È stato proprio Acquaroli, il 3 settembre, a dare il via all’iter della proposta attraverso una segnalazione. La pratica è stata
istruita dal Dipartimento per le politiche di coesione e il Sud di Palazzo Chigi. I finanziamenti che il Cipess ha messo in conto di sbloccare la settimana prossima servono a garantire alle opere i finanziamenti che ancora mancano.
Soldi extra perché i 145,4 milioni dell’Fsc serviranno a coprire i costi aggiuntivi che sono maturati durante la progettazione e la realizzazione del nuovo complesso che ospiterà l’Istituto nazionale ricovero e cura degli anziani (Inrca), e di un ospedale del capoluogo. Il costo complessivo ora è pari a 188,4 milioni, di cui 145,4 già dotati di copertura finanziaria.
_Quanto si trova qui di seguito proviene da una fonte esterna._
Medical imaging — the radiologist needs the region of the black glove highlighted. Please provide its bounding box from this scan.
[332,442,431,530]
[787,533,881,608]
Mancano 43 milioni, che sono quelli in arrivo. Le risorse – si legge nel documento – servono a completare il polo sanitario “attesa la relativa rilevanza strategica”.
ll totale del finanziamento fa 60 milioni. Soldi e prescrizioni. Così come avvenuto con le altre delibere del Cipess che hanno assegnato le risorse dell’Fsc, anche questa per le Marche prevederà “un termine di riferimento” per ogni opera “ai fini
dell’applicazione della revoca automatica delle risorse”
Non appena lo schema di delibera otterrà il via libera della Corte dei conti, l’amministrazione regionale potrà avviare le attività che servono ad attuare gli interventi sul territorio. Prima, però, serve il disco verde del ministero dell’Economia.
(da agenzie)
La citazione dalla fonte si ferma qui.